Projects to: SMA, PMd, 4 (these are primarily from "5d"), 1, 2, 3a, projections to 3b are "extremely rare" (Fabri and Burton, 1995a) (see also Jones, 1986 for a review, Pons and Kaas 1986), 7b, retro-insular cortex (Friedman et al., 1980), principal and arcuate sulci, cingulate, superior temporal gyrus, basal ganglia (caudate and putamen), claustrum, (see Hyvarinen, 1982 for a review).
Receives from: ipsilateral: 4, 3a, 1, 2, 3b (again this was rare), 7b: contralateral 2, 5, and 7b. The ipsilateral PoCG projections are topographic in organization (e.g., Jones et al., 1978).
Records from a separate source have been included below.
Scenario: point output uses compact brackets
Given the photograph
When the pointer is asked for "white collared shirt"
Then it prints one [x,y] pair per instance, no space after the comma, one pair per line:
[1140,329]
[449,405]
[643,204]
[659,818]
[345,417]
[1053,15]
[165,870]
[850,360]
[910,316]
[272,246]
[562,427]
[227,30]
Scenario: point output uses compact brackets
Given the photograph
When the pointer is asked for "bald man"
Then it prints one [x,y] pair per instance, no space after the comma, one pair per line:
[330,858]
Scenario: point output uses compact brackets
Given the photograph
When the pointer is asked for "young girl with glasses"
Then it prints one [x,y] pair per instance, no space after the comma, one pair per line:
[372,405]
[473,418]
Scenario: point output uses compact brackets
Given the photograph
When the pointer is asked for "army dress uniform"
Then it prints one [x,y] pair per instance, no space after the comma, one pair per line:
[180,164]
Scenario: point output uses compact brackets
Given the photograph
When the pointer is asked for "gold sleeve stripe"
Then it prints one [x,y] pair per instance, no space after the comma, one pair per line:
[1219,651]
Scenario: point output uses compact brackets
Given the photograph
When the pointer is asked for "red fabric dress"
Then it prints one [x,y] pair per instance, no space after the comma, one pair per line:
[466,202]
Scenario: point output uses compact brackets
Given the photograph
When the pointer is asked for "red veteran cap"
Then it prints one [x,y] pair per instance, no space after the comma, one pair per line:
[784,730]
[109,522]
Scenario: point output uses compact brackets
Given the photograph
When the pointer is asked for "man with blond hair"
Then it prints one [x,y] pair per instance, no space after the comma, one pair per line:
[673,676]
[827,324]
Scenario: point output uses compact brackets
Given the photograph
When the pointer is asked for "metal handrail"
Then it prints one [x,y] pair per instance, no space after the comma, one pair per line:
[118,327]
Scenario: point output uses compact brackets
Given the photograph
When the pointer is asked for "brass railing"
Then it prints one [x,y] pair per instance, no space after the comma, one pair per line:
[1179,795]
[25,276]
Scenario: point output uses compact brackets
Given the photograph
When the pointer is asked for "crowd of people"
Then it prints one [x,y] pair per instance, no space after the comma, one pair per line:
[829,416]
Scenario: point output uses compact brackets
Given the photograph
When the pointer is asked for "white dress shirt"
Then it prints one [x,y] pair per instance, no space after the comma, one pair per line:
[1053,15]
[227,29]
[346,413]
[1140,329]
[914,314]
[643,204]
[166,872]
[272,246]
No input from or to area 7a (Neal et al., 1986), but does receive input from area 19, AIP, VIP, and LIP...
An important fact here is that areas 3a and 3b don't project forward to motor areas such that areas 1, 2, and 5 have to integrate/pass this information along.
Projects to: Dorsal column nuclei (Weisburg and Rustioni, 1977), corticospinal (~9% of CST projections from the cortex originate here, as compared to 50% from area 4, Toyoshima and Sakai, 1982), red nucleus, thalamic lateral posterior nucleus, superior colliculus, pons, tegmentum and substantia nigra.
Recieves from: Thalamic lateral posterior nucleus, central lateral nucleus and pulvinar. Dentate nucleus lesions effect the timing of cell firing here in a way that is correlated with recovery of reaction time in an arm movement task. Stimulation of that is correlated with recovery of reaction times in an arm movement task. Stimulation of the fastigial nucleus causes activation here that appears to be of thalamocortical origin (Yamamoto et al., 1983) though I did not find a reference detailing a direct thalamic input to this region.
More posterior representations in the PoCG project to more anterior parts of area 5 and vice versa, suggesting a mirror map (Pearson and Powell, 1985), one of the defining criteria for being a unique sensory area (and at least a weak argument against the subdivision into 5v and 5d by Lewis and van Essen, 2000).